Joe Biden is calling on Congress to make it easier for regulators to punish executives at bankrupt banks, including by recouping profits from stock sales and banning disgraced bosses from working in the industry.
The US president said he is “determined to hold accountable to those responsible for this mess,” in a statement released Friday, just a week after the collapse of California-based lender Silicon Valley Bank.
“No one is above the law – and strengthening accountability is an important deterrent to preventing mismanagement in the future,” he added.
The White House has asked Congress to expand the powers of the Federal Deposit Insurance Corporation, a U.S. banking regulator, to recover fees, including profits from the sale of stock by executives at bankrupt regional banks such as SVB and Signature Bank, a New York-based lender that collapsed over the weekend. Current law only allows the FDIC to recover income from executives at larger banks. Greg Becker, the former CEO of SVB, sold $3.6 million worth of shares of the bank on Feb. 27 under a previously agreed trading plan, less than two weeks before SVB failed.
The government also wants to expand the FDIC’s authority to ban bosses of failed banks from holding jobs with other lenders. Currently, the FDIC may only prohibit disgraced executives from holding similar jobs if they are guilty of “intentional or persistent disregard for the safety and soundness” of their bank. But the White House said Congress should “lower the legal standard” that applies to all lenders in receivership.
“The president believes that if you’re responsible for the failure of one bank, you shouldn’t just turn around and run another,” the White House said in a memo.
The administration has also said Congress should make it easier for the FDIC to impose fines on bankrupt bank executives.
Sherrod Brown, the Democratic senator from Ohio who chairs the powerful Senate banking committee, welcomed Biden’s statement, saying, “We need tougher rules to curb risky behavior and catch incompetence.”
Lawmakers disagree on how to respond to the collapse of SVB and Signature.

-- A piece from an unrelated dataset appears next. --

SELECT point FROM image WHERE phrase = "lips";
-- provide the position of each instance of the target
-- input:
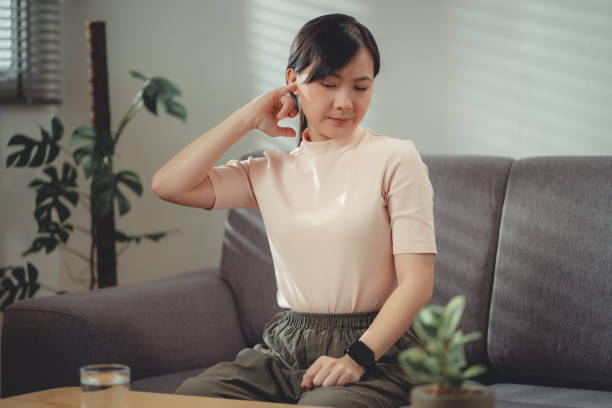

Progressive Democrats have called for the reversal of a 2018 law signed by then-President Donald Trump that watered down the 2010 Dodd-Frank financial regulation reform. But several senior Democrats have been hesitant to sign up, while most Republicans have rejected the idea of new rules.
At the same time, many Republicans have blamed Biden and the Democrats for the latest bank failures, trying to link the government’s fiscal policies to the rising interest rates blamed on the banks’ insolvency.
There are some signs that legislators from both sides may agree on punishing the directors of failed banks. Richard Blumenthal, the Democratic senator from Connecticut, has introduced legislation that would allow regulators to reclaim bonuses and profits from stock sales within 60 days of a bank’s bankruptcy.
Republican Senators Josh Hawley and Mike Braun also introduced a bill that would allow the FDIC to reclaim bonuses paid to executives of bankrupt banks.
“This is an excellent first step and this is all long overdue,” Dennis Kelleher of the consumer group Better Markets said of Biden’s statement. “Anything that punishes executives for reckless behavior and misconduct is welcome.”
Not getting money back “is like taking a bank robber’s getaway car, but not the money he stole,” Kelleher added.